Quantity doesn't propel the box office as Quantum of Solace, the sole new nationwide release of the weekend, showed. With overall business at $148.5 million, the weekend had higher attendance than the comparable timeframes of the past three years, when there were a greater number of new titles.
Quantum of Solace raked in $67.5 million on approximately 5,900 screens at 3,451 theaters, ranking as the second highest grossing opening on record for a spy drama behind The Bourne Ultimatum. The $200 million action sequel handily surpassed James Bond's previous best, Die Another Day, which debuted to $47.1 million six years ago (or over $57 million adjusted for ticket price inflation), and Quantum leapt past predecessor Casino Royale by an even wider margin. Casino had a $40.8 million start on 5,100 screens at 3,434 theaters two years ago. According to distributor Sony's exit polling, 54 percent of Quantum's audience was male and 58 percent was over 25 years old, which were close to Casino's results of 55 percent male and 57 percent over 25.
The first weekend jump from Casino Royale to Quantum of Solace is reminiscent of the increase of The Bourne Identity to The Bourne Supremacy, and Quantum's debut packed essentially the same firepower as The Bourne Ultimatum's $69.3 million start. The comparison is appropriate beyond just the numbers. The new James Bond pictures have been influenced by the Jason Bourne series in story and style, from the blunt and fast-paced action to the watery death of a loved one and subsequent search for revenge to a plotline extending over more than one movie.

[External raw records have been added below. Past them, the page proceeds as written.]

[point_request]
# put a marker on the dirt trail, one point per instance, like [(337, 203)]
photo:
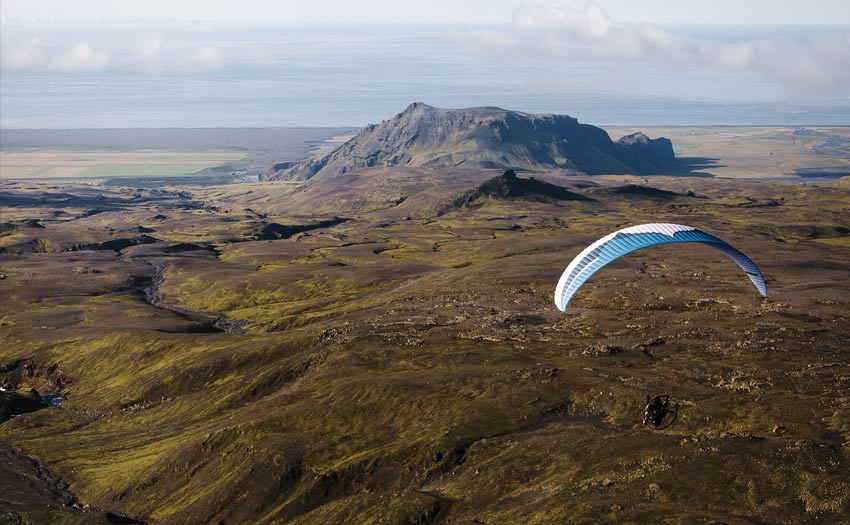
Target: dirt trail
[(213, 320)]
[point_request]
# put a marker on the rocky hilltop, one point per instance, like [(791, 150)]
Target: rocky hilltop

Given the precedents set by the Bourne movies, not to mention the Batman franchise with its phenomenal improvement from Batman Begins to The Dark Knight, Quantum of Solace was always poised to have a much bigger opening than Casino Royale, because that picture was well liked by moviegoers and left them excited for the next adventure. Despite a more saturated release and opening weekend-centric period, Casino Royale held up slightly better than GoldenEye from 1995, and it became the highest-grossing Bond on record with a $167.4 million final tally (though it was far from the most attended). The marketing campaign for Quantum of Solace did its part, offering more spectacular action shots and slick poses to continue Casino's storyline and Quantum as a movie event.
Considering James Bond's worldwide appeal, it would be remiss to not mention Quantum of Solace's foreign returns. The picture pulled in $54.6 million on 10, 460 screens across 73 territories over the weekend, lifting its total to $250.2 million since its Oct. 31 debut. Casino Royale was at $195.6 million at the same point and ended its run at a franchise high of $426.8 million.